No-one-likes-the-Vegan-Police Burritos

Yes, I have been avoiding you. I have been in a food slump. For the past three months vegan cuisine has been...well, kinda difficult. There, I said it. Vegan Police come get me.* It all seemed so easy a year ago in Rome when I was forced, without a properly equipped kitchen or an adequate budget, to invent recipes as I went along with ingredients that I just happened to have on hand.** So easy, in fact, that I decided to start blogging about it!

So why did I find myself a mere few months ago unable to throw two things together to concoct anything resembling a meal without a serious cookbook consultation? What happened to my relationship with food? All of a sudden vegan food didn't seem so cool anymore. I couldn't remember the last time it made me smile. Things just weren't as exciting as they used to be. Night after night it was just bitterness and disappointment. I just didn't know what to do...
.. It was time to take a break. First I tried an even stricter diet that didn't work, then I went a little crazy in Spain with some cheese. Nothing seemed to help.

Finally, I got my groove back. I reacquainted myself with delicious food in Italy. Deep red ripe tomatoes lightly bathed in olive oil and a touch of aged balsamic vinegar, fresh crusty bread dipped in vegetable minestra, lightly sauteed green beans slightly salted, and limone gelato. One week back in the boot reset my love of vegetables! It didn't hurt that someone else was doing the cooking either as I was able to remember that cooking is only a prelude to the reward of eating.


So, that revelation with the help of a new job, new city, new kitchen and a once again poorly stocked pantry, have reset my creative juices -- which are basically various flavors of olive oil! Enjoy this fabulous new recipe from a born-again veggie lover!

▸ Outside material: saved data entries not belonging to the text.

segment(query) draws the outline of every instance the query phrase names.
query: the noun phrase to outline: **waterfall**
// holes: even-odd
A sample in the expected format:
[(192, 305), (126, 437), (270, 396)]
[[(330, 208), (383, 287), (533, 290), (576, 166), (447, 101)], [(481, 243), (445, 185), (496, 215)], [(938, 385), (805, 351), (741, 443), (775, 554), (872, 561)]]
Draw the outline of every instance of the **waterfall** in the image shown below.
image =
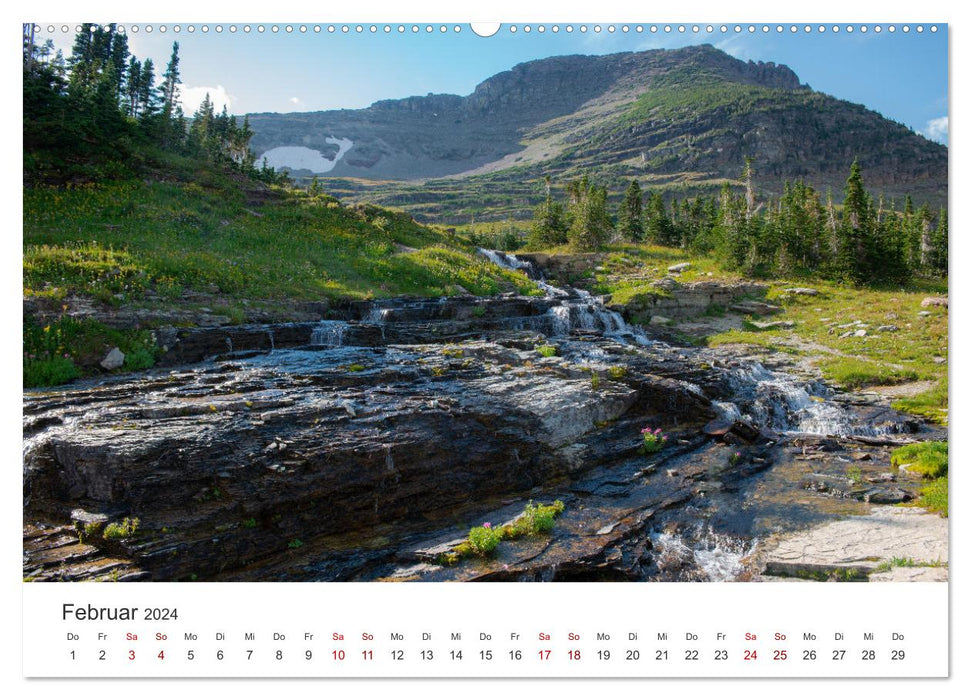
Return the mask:
[(364, 320), (368, 323), (387, 323), (388, 316), (390, 314), (391, 309), (382, 309), (380, 306), (372, 306)]
[(547, 297), (568, 297), (570, 292), (552, 284), (547, 284), (543, 275), (536, 269), (536, 266), (528, 260), (520, 260), (512, 253), (504, 253), (501, 250), (489, 250), (487, 248), (477, 249), (481, 255), (489, 258), (494, 265), (507, 270), (516, 270), (529, 277), (537, 287), (546, 292)]
[(778, 432), (817, 435), (877, 435), (888, 428), (861, 422), (839, 404), (827, 401), (828, 390), (815, 382), (777, 374), (754, 362), (731, 370), (734, 402), (716, 405), (729, 420), (746, 418)]
[(651, 341), (644, 336), (639, 328), (628, 326), (623, 316), (616, 311), (604, 308), (603, 301), (585, 289), (554, 287), (548, 284), (543, 279), (543, 275), (536, 269), (536, 266), (527, 260), (520, 260), (511, 253), (498, 250), (486, 248), (479, 248), (478, 250), (481, 255), (495, 265), (524, 273), (546, 292), (547, 299), (559, 300), (558, 305), (551, 306), (546, 312), (546, 315), (550, 318), (553, 336), (566, 336), (570, 334), (570, 331), (577, 329), (601, 332), (617, 338), (632, 338), (641, 345), (651, 344)]
[(347, 331), (346, 321), (321, 321), (310, 335), (311, 345), (329, 345), (339, 348), (344, 345), (344, 333)]

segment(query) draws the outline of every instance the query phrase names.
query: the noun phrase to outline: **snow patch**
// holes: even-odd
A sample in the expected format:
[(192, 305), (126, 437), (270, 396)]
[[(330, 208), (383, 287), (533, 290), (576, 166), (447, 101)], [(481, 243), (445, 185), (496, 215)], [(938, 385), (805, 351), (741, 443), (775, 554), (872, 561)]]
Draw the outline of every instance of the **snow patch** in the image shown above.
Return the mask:
[(325, 158), (320, 151), (306, 146), (277, 146), (266, 151), (260, 158), (260, 162), (266, 158), (267, 164), (277, 170), (286, 168), (291, 171), (309, 170), (315, 174), (329, 173), (344, 154), (351, 150), (354, 142), (350, 139), (336, 139), (333, 136), (328, 136), (324, 140), (337, 146), (337, 154), (333, 160)]

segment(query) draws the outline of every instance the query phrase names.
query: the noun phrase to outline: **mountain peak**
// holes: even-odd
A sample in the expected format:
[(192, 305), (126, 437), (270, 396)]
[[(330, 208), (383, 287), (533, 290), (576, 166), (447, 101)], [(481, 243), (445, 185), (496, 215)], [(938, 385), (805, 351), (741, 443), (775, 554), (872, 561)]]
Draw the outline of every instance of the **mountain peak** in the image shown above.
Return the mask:
[[(329, 159), (322, 172), (332, 177), (501, 180), (516, 168), (525, 183), (583, 171), (676, 183), (684, 196), (737, 178), (752, 157), (767, 192), (786, 179), (839, 192), (858, 159), (868, 183), (888, 196), (946, 197), (945, 147), (813, 91), (788, 66), (741, 60), (710, 44), (552, 56), (497, 73), (464, 97), (428, 94), (298, 116), (252, 115), (254, 150), (261, 157), (283, 147), (319, 151), (323, 160), (301, 162)], [(296, 175), (311, 174), (296, 167)]]

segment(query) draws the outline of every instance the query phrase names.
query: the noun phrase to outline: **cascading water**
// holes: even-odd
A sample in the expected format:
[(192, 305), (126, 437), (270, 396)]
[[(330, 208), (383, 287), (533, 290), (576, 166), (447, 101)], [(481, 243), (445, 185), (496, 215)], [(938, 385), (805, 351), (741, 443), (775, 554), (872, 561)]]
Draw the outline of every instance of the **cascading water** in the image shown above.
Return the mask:
[(639, 328), (628, 326), (616, 311), (604, 308), (599, 297), (584, 289), (562, 289), (546, 282), (533, 263), (521, 260), (511, 253), (479, 248), (479, 253), (494, 264), (507, 270), (516, 270), (529, 277), (549, 299), (559, 300), (551, 306), (546, 315), (550, 317), (553, 336), (566, 336), (576, 329), (600, 332), (618, 339), (633, 339), (640, 345), (650, 345), (651, 341)]
[(730, 372), (735, 400), (714, 404), (726, 420), (745, 418), (782, 433), (847, 436), (879, 435), (890, 430), (862, 422), (827, 400), (829, 390), (816, 382), (772, 372), (759, 362)]
[(704, 521), (696, 522), (679, 534), (657, 533), (653, 539), (665, 559), (697, 569), (709, 581), (737, 578), (745, 570), (744, 560), (752, 554), (756, 544), (752, 539), (715, 532)]
[(346, 321), (321, 321), (310, 335), (311, 345), (329, 345), (339, 348), (344, 345), (344, 334), (347, 332)]

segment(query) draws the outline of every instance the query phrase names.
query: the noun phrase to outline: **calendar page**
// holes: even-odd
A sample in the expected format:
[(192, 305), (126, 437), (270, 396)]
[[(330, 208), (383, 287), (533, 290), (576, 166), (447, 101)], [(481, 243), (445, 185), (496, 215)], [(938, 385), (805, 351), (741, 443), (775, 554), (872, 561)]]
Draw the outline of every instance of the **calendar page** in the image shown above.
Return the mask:
[(24, 677), (950, 675), (946, 22), (82, 9)]

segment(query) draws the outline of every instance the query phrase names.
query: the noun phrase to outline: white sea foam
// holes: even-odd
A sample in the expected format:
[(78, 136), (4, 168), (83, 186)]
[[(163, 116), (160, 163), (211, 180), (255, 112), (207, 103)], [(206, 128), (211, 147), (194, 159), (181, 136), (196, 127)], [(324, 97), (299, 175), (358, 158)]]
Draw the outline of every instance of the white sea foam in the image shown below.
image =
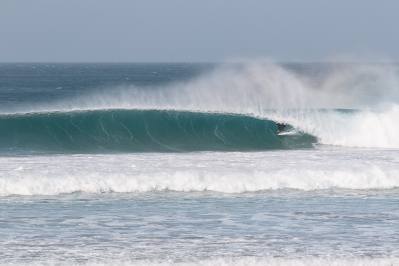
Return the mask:
[(321, 144), (399, 148), (399, 105), (374, 111), (275, 112), (268, 117), (316, 136)]
[(0, 158), (0, 195), (399, 187), (398, 151), (63, 155)]

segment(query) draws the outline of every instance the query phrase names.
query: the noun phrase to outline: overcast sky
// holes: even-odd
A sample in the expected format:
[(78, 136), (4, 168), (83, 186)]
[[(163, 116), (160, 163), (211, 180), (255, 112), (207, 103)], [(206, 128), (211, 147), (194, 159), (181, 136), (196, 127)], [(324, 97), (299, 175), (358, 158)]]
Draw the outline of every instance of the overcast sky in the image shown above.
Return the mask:
[(0, 62), (399, 60), (397, 0), (0, 0)]

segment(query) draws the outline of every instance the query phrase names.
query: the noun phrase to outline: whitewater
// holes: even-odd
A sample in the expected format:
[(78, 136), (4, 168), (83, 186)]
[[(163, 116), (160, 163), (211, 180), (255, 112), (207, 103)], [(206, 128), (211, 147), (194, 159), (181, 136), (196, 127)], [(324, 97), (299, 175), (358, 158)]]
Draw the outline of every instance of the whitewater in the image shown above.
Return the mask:
[(395, 64), (0, 64), (1, 265), (397, 265)]

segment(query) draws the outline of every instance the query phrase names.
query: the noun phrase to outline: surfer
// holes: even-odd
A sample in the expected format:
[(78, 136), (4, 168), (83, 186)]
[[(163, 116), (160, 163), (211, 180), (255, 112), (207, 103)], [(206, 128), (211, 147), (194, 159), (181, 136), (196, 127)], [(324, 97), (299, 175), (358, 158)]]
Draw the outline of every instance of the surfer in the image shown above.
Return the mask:
[(281, 132), (286, 131), (286, 129), (287, 129), (287, 124), (277, 123), (277, 134), (280, 134)]

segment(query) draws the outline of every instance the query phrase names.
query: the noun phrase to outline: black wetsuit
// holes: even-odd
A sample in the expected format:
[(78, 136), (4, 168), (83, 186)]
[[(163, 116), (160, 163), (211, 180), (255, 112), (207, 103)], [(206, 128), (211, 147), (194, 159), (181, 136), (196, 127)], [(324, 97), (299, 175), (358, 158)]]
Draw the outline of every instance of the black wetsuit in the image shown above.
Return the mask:
[(277, 133), (285, 131), (287, 124), (277, 123)]

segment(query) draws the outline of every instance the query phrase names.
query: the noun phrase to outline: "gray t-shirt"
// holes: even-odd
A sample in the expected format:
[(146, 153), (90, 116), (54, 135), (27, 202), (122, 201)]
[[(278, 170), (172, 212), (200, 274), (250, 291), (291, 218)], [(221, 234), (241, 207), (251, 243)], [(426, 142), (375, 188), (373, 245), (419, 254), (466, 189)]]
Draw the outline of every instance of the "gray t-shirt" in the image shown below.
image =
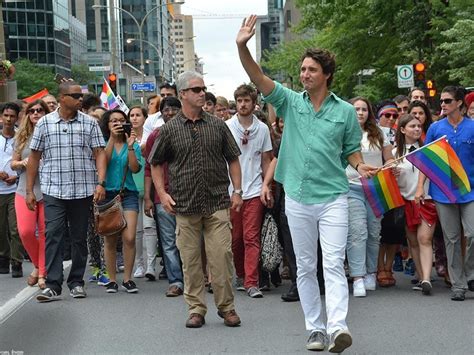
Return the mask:
[[(31, 153), (30, 142), (28, 141), (25, 144), (25, 147), (23, 148), (23, 150), (21, 151), (21, 160), (29, 157), (30, 153)], [(16, 193), (23, 197), (26, 197), (26, 169), (21, 168), (21, 170), (18, 171), (18, 175), (19, 175), (19, 179), (18, 179), (18, 187), (16, 189)], [(35, 194), (36, 201), (41, 201), (43, 199), (43, 193), (41, 192), (41, 187), (40, 187), (39, 174), (36, 175), (36, 181), (33, 186), (33, 192)]]

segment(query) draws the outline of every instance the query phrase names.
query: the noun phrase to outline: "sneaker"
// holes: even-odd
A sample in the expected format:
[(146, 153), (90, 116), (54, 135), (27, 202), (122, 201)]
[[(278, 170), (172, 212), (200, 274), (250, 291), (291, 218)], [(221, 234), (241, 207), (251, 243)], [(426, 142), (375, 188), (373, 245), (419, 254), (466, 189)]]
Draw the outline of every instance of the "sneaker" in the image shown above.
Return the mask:
[(61, 299), (60, 294), (50, 289), (49, 287), (45, 288), (43, 291), (41, 291), (41, 293), (38, 296), (36, 296), (36, 300), (39, 303), (58, 301), (60, 299)]
[(463, 291), (454, 291), (451, 294), (452, 301), (464, 301), (465, 299), (466, 299), (466, 296), (464, 295)]
[(308, 350), (323, 351), (325, 346), (326, 334), (318, 330), (313, 331), (306, 342), (306, 349)]
[(412, 288), (413, 291), (421, 291), (423, 287), (421, 286), (421, 281), (418, 281)]
[(19, 261), (12, 262), (12, 277), (15, 279), (23, 277), (23, 267)]
[(263, 293), (256, 287), (250, 287), (247, 290), (247, 294), (251, 298), (262, 298), (263, 297)]
[(352, 336), (347, 329), (341, 329), (331, 335), (331, 343), (328, 351), (330, 353), (342, 353), (352, 345)]
[(135, 269), (135, 272), (133, 273), (133, 277), (137, 279), (141, 279), (142, 277), (145, 277), (145, 268), (143, 265), (138, 265), (137, 268)]
[(376, 274), (367, 274), (364, 276), (364, 286), (366, 291), (375, 291), (377, 285)]
[(352, 285), (354, 297), (365, 297), (367, 293), (365, 292), (364, 279), (358, 279), (354, 281)]
[[(165, 272), (166, 273), (166, 272)], [(148, 269), (145, 273), (145, 277), (148, 279), (148, 281), (155, 281), (156, 280), (156, 273), (155, 270), (153, 269)], [(168, 278), (168, 277), (167, 277)]]
[(228, 327), (238, 327), (241, 320), (235, 309), (227, 312), (217, 311), (217, 315), (224, 319), (224, 324)]
[(421, 281), (421, 293), (423, 293), (425, 296), (431, 295), (431, 289), (433, 287), (431, 286), (431, 282), (429, 281)]
[(415, 262), (413, 259), (408, 259), (407, 263), (405, 264), (405, 275), (415, 275)]
[(97, 279), (97, 285), (105, 286), (108, 285), (110, 282), (109, 274), (107, 272), (101, 273), (99, 278)]
[(168, 280), (165, 267), (163, 267), (163, 269), (161, 269), (160, 273), (158, 274), (158, 280)]
[(237, 291), (245, 291), (243, 278), (237, 277), (237, 279), (235, 279), (235, 289)]
[(97, 282), (99, 281), (100, 276), (100, 269), (97, 266), (91, 267), (91, 276), (89, 276), (89, 282)]
[(395, 254), (395, 259), (393, 260), (393, 271), (403, 271), (403, 259), (401, 253)]
[(73, 287), (73, 289), (69, 291), (69, 294), (71, 295), (72, 298), (86, 298), (87, 297), (87, 293), (84, 290), (84, 287), (79, 286), (79, 285), (76, 287)]
[(270, 280), (266, 280), (260, 283), (260, 291), (268, 292), (270, 291)]
[(467, 288), (469, 289), (469, 291), (474, 292), (474, 280), (469, 280), (467, 282)]
[(123, 265), (123, 254), (117, 253), (117, 272), (123, 272), (125, 266)]
[(118, 292), (118, 285), (115, 281), (109, 282), (105, 285), (105, 292), (107, 293), (117, 293)]
[(137, 293), (138, 292), (138, 287), (133, 282), (132, 280), (128, 280), (127, 282), (122, 282), (122, 287), (128, 292), (128, 293)]

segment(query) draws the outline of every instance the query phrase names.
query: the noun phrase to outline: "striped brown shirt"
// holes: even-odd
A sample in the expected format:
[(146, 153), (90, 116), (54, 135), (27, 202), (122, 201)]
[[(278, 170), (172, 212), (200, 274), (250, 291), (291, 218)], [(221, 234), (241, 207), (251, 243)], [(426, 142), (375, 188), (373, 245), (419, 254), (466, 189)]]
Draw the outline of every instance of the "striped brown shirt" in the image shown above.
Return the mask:
[(211, 215), (230, 206), (227, 163), (239, 155), (224, 121), (201, 111), (193, 122), (180, 111), (160, 128), (149, 162), (168, 163), (169, 193), (177, 213)]

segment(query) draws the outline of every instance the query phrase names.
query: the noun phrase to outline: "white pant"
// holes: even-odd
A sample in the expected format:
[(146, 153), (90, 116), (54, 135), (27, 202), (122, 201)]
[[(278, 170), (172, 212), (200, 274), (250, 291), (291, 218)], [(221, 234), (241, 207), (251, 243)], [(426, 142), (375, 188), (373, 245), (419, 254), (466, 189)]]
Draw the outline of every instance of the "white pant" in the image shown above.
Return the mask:
[[(317, 205), (303, 205), (286, 196), (285, 208), (295, 250), (296, 282), (306, 329), (327, 334), (347, 329), (349, 290), (344, 272), (348, 232), (347, 195)], [(321, 297), (316, 276), (319, 236), (326, 285), (327, 327), (321, 317)]]
[[(135, 267), (143, 266), (147, 273), (154, 274), (158, 235), (156, 233), (156, 222), (145, 214), (144, 204), (143, 198), (140, 198), (140, 212), (138, 213), (137, 234), (135, 238)], [(145, 248), (143, 248), (143, 240), (145, 240)], [(146, 260), (146, 265), (144, 259)]]

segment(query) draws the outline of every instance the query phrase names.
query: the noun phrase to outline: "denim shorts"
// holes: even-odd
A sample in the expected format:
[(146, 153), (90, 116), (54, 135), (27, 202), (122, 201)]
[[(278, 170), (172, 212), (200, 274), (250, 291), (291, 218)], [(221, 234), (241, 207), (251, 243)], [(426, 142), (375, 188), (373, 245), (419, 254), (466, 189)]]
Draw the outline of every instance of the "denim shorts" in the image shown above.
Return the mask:
[[(100, 204), (112, 201), (118, 193), (118, 191), (106, 191), (105, 200), (100, 201)], [(122, 195), (122, 208), (124, 211), (135, 211), (138, 213), (138, 192), (125, 190)]]

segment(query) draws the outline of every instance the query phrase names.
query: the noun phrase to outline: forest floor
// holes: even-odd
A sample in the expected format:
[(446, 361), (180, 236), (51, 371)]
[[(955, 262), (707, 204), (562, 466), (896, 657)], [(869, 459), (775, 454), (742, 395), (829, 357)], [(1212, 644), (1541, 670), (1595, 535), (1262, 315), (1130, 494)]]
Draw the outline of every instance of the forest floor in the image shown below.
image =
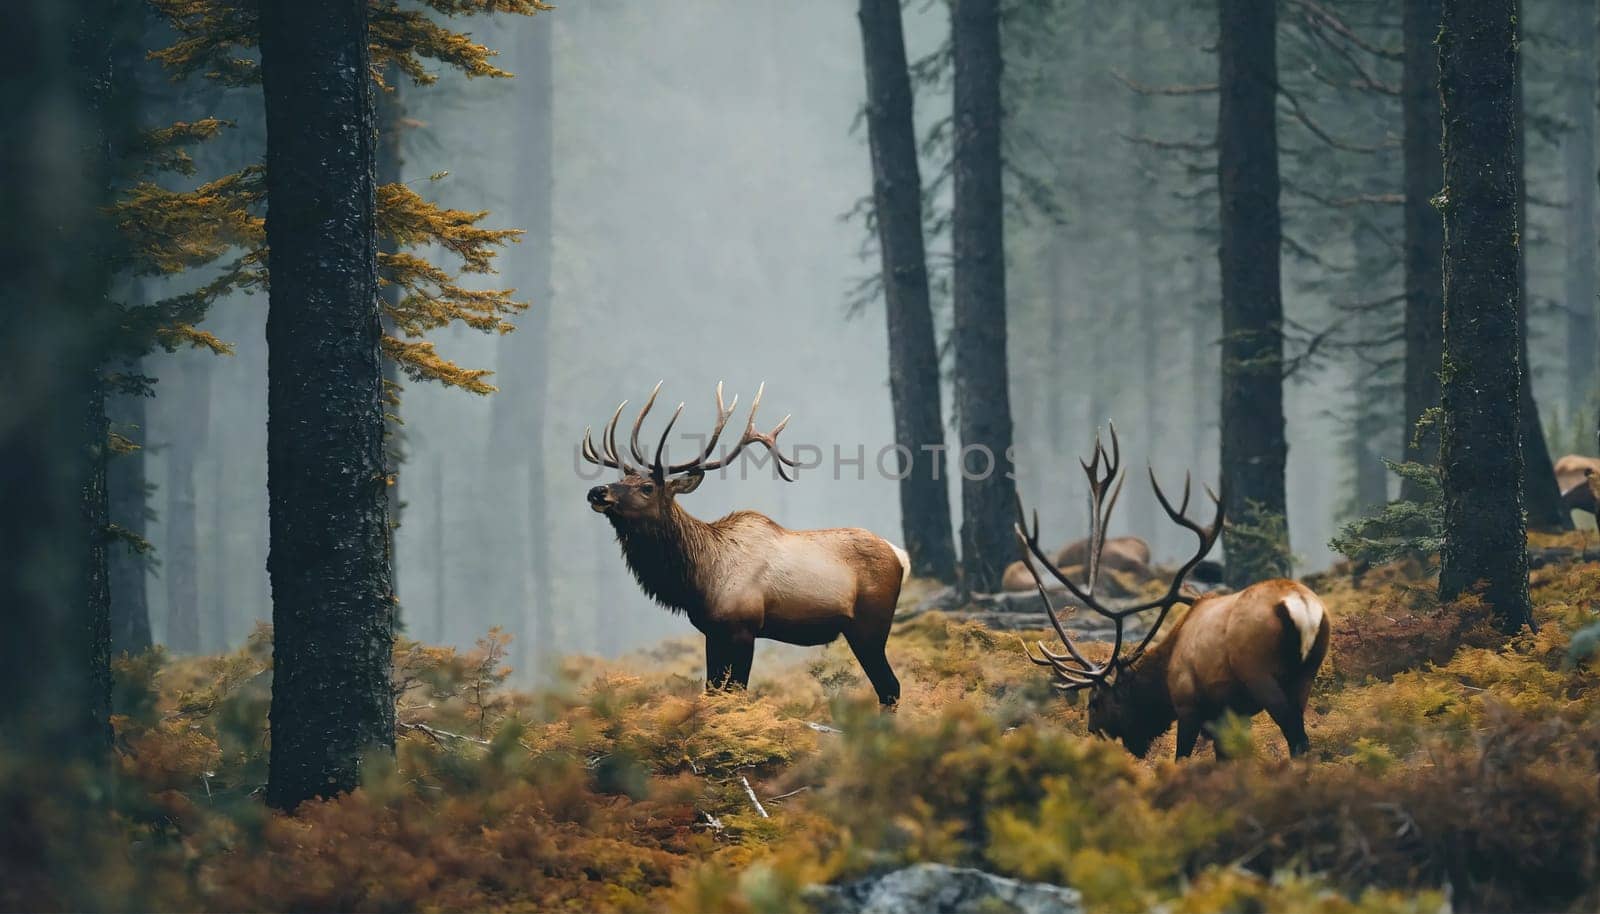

NO-ONE-LIKES-THE-VEGAN-POLICE BURRITOS or
SMOKEY CHICKPEA RICE AND ONION BURRITOS



This recipe is a total invention. I pulled leftovers from the last few days and threw a bit of everything into the frying pan. I have yet to restock my spice rack from the move, so the flavors are accidental, but pretty wickedly tasty!

Ingredients:
1 medium onion chopped
1 T olive oil
two shakes of liquid smoke
1 tsp red chili olive oil
1/2 tsp celery salt
3 T tomato sauce
1 C cooked chickpeas partly smashed down with a fork
3/4 C cooked brown rice
2-3 T water
1 T chopped parsley


1. Saute onion in olive oil in a medium frying pan until translucent
2. Add the liquid smoke, hot olive oil, celery salt and cook for about a minute and add tomato sauce
3. Add chickpeas and rice and stir to combine. Add water and stir. Cook until the sauce thickens.
4. Remove from heat add the chopped parsley and place in a soft burrito shell
5. Add salt and pepper as needed

The chili olive oil gives this dish a really beautiful orange hue and some spice, and the celery salt and liquid smoke combo really makes this dish "meaty" in flavor. Don't forget the parsley to add some much needed green to the dish. Buon appetito!!!

* see Scott Pilgrim vs the World
** to be completely fair, all ingredients in Italy are better, fresher, prettier, tastier...need I go on?